The Bible and Tradition, each having its own personal characteristics, function in unison and are never separated. The words of Scripture initiated and inspired the spirituality of the early Christian Church. Indeed, the Bible is considered the supreme expression in word of God’s revelation to the world; it is a living testimony of a lived history about the relationship of a living God with a living people, and is always understood, validated, and interpreted within the Tradition of the Church.[1]

Exegetical method varied from Father to Father but the starting point in Patristic exegesis was always the context of faith (the expression of hope). This living context of faith is ‘incarnated’ by the principal Patristic method of scriptural interpretation called, Typology.[2] Father John Breck, describing the Typological relationship within the ecclesial community said that God is: ‘coordinating historical events in such a way that the fulfillment is continually being realized.’ Within this Typological interpretation, in the third century, the Fathers handed over two ‘schools’ of biblical exegesis: the Alexandrian (Allegorical/ symbolic interpretation of the text)[3] in reaction to Hellenistic Idealism and the Antiochene (historical-literal interpretation and theoria/vision-to illumine the historical)[4] in reaction to the docetists. By the Fourth century these two ‘schools’ of interpretation were ecumenically reconciled from divisions and dilemmas by the Cappadocian Fathers. In later patristic tradition, Scripture was interpreted in accordance with the ‘rule of faith’ and confessed a spiritual/allegorical interpretation. However, the only ‘school’ of biblical interpretation is the ‘rule’ of prayer. St Athanasios of Alexandria in his work, On the Incarnation mentions that: ‘Whoever wishes to understand the mind of the sacred writers must first cleanse and purify himself by holiness of life and imitating the saints.’ The context, within which one discovers the spiritual mind, according to the way of the Fathers, is the reading and reliving of Scripture in the Tradition of the Church. For instance, the lectionary of Scripture moves and lives within the rhythm of the liturgy which expresses the living word of God; thus, the Bible is part of Tradition.

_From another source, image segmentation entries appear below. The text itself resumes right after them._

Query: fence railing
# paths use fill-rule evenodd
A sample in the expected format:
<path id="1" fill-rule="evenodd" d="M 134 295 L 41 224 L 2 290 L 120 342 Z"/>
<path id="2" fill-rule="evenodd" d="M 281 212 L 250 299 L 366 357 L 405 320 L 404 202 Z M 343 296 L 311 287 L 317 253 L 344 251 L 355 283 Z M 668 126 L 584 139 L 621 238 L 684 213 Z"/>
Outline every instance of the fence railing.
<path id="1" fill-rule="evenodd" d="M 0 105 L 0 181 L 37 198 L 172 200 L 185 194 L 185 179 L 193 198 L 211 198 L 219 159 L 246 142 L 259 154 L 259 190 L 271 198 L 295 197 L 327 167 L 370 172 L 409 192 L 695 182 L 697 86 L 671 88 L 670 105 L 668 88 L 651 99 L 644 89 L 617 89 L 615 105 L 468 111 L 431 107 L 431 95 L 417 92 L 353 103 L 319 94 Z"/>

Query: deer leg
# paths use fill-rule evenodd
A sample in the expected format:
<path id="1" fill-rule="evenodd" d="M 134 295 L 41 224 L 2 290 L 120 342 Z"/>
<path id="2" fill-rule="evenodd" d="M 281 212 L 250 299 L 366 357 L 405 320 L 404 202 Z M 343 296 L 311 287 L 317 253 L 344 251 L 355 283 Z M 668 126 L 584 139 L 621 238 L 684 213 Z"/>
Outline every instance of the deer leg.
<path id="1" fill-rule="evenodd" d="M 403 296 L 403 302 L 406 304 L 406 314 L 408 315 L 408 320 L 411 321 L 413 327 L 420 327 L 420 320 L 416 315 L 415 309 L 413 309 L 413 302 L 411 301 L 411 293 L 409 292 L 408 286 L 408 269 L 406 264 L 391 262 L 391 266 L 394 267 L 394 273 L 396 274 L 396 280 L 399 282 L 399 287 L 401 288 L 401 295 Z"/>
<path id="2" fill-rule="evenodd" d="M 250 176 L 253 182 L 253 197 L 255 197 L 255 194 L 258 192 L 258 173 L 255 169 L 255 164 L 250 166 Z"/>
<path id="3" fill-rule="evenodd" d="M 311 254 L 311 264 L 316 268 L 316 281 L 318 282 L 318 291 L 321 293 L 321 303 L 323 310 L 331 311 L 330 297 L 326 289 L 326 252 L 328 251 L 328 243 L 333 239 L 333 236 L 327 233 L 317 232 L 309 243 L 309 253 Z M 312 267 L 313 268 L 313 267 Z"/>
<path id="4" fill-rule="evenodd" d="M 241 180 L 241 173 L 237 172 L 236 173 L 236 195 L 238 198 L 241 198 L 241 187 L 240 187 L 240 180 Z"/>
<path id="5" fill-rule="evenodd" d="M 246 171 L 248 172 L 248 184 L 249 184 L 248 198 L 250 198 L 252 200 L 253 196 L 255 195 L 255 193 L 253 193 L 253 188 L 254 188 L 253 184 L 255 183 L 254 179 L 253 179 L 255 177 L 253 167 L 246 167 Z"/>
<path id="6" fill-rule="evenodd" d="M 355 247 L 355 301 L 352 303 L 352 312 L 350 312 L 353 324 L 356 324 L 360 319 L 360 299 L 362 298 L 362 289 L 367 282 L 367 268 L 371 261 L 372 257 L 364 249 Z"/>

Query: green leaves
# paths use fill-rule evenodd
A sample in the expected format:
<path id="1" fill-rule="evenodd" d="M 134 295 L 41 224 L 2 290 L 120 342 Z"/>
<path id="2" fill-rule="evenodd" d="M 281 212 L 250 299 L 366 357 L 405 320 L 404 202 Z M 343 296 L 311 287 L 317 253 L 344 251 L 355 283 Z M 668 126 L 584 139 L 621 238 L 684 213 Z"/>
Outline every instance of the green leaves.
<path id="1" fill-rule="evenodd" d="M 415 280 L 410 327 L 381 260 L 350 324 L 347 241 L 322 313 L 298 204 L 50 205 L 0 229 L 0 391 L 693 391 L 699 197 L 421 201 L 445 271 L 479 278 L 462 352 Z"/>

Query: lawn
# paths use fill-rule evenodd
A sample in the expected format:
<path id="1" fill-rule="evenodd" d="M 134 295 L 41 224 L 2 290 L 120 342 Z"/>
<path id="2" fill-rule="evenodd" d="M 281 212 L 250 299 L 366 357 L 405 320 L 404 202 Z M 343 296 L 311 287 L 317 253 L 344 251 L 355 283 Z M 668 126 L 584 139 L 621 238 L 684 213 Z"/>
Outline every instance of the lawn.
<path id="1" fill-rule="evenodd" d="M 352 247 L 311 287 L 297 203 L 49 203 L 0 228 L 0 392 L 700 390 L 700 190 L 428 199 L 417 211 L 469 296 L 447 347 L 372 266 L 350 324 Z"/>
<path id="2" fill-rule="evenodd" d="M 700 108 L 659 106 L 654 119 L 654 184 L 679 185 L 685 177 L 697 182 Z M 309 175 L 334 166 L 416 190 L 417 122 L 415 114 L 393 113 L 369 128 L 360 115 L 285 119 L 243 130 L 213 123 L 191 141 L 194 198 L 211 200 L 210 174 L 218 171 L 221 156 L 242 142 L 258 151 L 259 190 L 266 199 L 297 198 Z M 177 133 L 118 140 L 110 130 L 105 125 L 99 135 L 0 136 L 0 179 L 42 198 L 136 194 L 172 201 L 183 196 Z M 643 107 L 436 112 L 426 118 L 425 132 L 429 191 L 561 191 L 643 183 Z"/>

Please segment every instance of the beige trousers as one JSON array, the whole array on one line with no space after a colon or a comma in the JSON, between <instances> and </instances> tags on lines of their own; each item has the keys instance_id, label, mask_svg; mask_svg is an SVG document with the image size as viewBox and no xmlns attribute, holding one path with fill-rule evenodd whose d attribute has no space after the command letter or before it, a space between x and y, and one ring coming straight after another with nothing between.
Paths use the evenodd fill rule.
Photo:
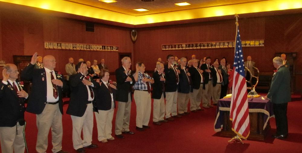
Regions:
<instances>
[{"instance_id":1,"label":"beige trousers","mask_svg":"<svg viewBox=\"0 0 302 153\"><path fill-rule=\"evenodd\" d=\"M193 92L191 94L192 99L190 101L190 111L191 111L201 109L200 103L201 102L203 91L202 84L200 84L199 89L193 89Z\"/></svg>"},{"instance_id":2,"label":"beige trousers","mask_svg":"<svg viewBox=\"0 0 302 153\"><path fill-rule=\"evenodd\" d=\"M147 91L135 90L134 100L136 105L136 126L148 126L151 114L151 94Z\"/></svg>"},{"instance_id":3,"label":"beige trousers","mask_svg":"<svg viewBox=\"0 0 302 153\"><path fill-rule=\"evenodd\" d=\"M98 110L95 112L98 128L98 140L101 141L111 138L112 120L114 113L114 102L111 102L111 109L107 111Z\"/></svg>"},{"instance_id":4,"label":"beige trousers","mask_svg":"<svg viewBox=\"0 0 302 153\"><path fill-rule=\"evenodd\" d=\"M36 115L38 136L36 150L39 153L46 153L48 145L48 133L51 128L53 152L62 150L63 128L62 114L60 111L59 103L47 104L43 112Z\"/></svg>"},{"instance_id":5,"label":"beige trousers","mask_svg":"<svg viewBox=\"0 0 302 153\"><path fill-rule=\"evenodd\" d=\"M189 100L191 97L191 92L184 93L181 92L177 93L178 97L178 114L182 114L188 111L188 104Z\"/></svg>"},{"instance_id":6,"label":"beige trousers","mask_svg":"<svg viewBox=\"0 0 302 153\"><path fill-rule=\"evenodd\" d=\"M164 120L165 112L165 98L163 93L160 99L153 99L153 122Z\"/></svg>"},{"instance_id":7,"label":"beige trousers","mask_svg":"<svg viewBox=\"0 0 302 153\"><path fill-rule=\"evenodd\" d=\"M76 150L87 147L92 141L93 128L93 108L92 104L88 104L84 114L82 117L70 115L72 121L72 143ZM83 129L83 140L81 137Z\"/></svg>"},{"instance_id":8,"label":"beige trousers","mask_svg":"<svg viewBox=\"0 0 302 153\"><path fill-rule=\"evenodd\" d=\"M218 101L220 99L220 93L221 91L221 84L217 83L214 87L213 87L213 93L212 97L213 104L217 104Z\"/></svg>"},{"instance_id":9,"label":"beige trousers","mask_svg":"<svg viewBox=\"0 0 302 153\"><path fill-rule=\"evenodd\" d=\"M16 126L17 127L16 127ZM25 143L23 138L24 126L20 126L19 122L12 127L0 127L1 150L4 153L24 153ZM16 129L18 134L16 132Z\"/></svg>"},{"instance_id":10,"label":"beige trousers","mask_svg":"<svg viewBox=\"0 0 302 153\"><path fill-rule=\"evenodd\" d=\"M166 118L177 114L177 91L166 92Z\"/></svg>"},{"instance_id":11,"label":"beige trousers","mask_svg":"<svg viewBox=\"0 0 302 153\"><path fill-rule=\"evenodd\" d=\"M116 135L122 134L122 132L129 131L131 111L131 94L129 92L128 102L117 102L117 111L115 117L115 133Z\"/></svg>"},{"instance_id":12,"label":"beige trousers","mask_svg":"<svg viewBox=\"0 0 302 153\"><path fill-rule=\"evenodd\" d=\"M207 84L204 85L205 89L202 93L202 106L206 106L211 103L211 96L213 93L213 80L209 80Z\"/></svg>"}]
</instances>

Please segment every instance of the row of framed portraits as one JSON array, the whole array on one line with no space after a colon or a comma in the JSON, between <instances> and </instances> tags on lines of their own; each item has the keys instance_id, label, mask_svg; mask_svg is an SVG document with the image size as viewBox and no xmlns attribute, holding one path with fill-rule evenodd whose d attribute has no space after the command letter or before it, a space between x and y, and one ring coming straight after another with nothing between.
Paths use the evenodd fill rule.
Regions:
<instances>
[{"instance_id":1,"label":"row of framed portraits","mask_svg":"<svg viewBox=\"0 0 302 153\"><path fill-rule=\"evenodd\" d=\"M83 51L118 52L119 46L100 45L75 44L66 42L44 42L44 48Z\"/></svg>"},{"instance_id":2,"label":"row of framed portraits","mask_svg":"<svg viewBox=\"0 0 302 153\"><path fill-rule=\"evenodd\" d=\"M242 47L260 47L264 46L264 40L241 41ZM162 45L162 50L193 49L210 48L232 48L235 45L235 42L199 42L164 44Z\"/></svg>"}]
</instances>

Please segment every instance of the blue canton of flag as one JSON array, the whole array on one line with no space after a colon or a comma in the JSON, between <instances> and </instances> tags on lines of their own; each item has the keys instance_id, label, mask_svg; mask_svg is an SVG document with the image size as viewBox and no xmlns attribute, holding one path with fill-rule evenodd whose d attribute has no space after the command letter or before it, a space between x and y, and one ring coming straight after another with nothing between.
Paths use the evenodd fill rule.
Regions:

The Fathers understood Scripture within the living continuity of the mystical oral Apostolic Tradition. The understanding is that the Spirit dwells in the word, just as it breathes in the Church. Therefore, there are existing doctrines which, while they have never been formally defined by the Church, they constitute its inner conviction and are as binding as any explicit formulation. For example, words, symbols and gestures all form a part of the one Tradition and constitute the framework for the interpretation of Scripture. The reception of the revelation cannot be limited to particular documents or certain times: ‘once delivered to the saints’ (Jude 3), but is directly accessible to each person in the living body of Christ. Subsequently, the message of the Fathers is that, each person is called to encounter truth in a personal way with the theology that is recorded in the Scriptures but relayed to all through the Tradition of the ages.


[1] Traditionally, in their literary and liturgical practice, the Fathers exclusively adopted the Greek Septuagaint. In regard to the New Testament canon, they endorsed the position of Alexandria.

[2] Common to the Fathers of the East and West, Typology sees each passage of Scripture in terms of a double movement: from the historical past (of the event) to the eschatological reality (of the Kingdom), and from the personal present (of the reader) to the historical past (of the text).

[3] Origen (d.254) in his treatise On First Principles said: ‘the Scriptures were composed by the Spirit of God and that they have not only a meaning that is ‘revealed’ but also another that is ‘hidden’ from most people.

[4] Diodore of Tarsus (d.c. 390) explained in his Commentary on the Psalms: ‘we will not rule out a higher meaning or theoria, for history is not opposed to theoria;…it is the basis and substructure of higher insights…it is necessary to understand even the term ‘allegory’…without doing damage to history.’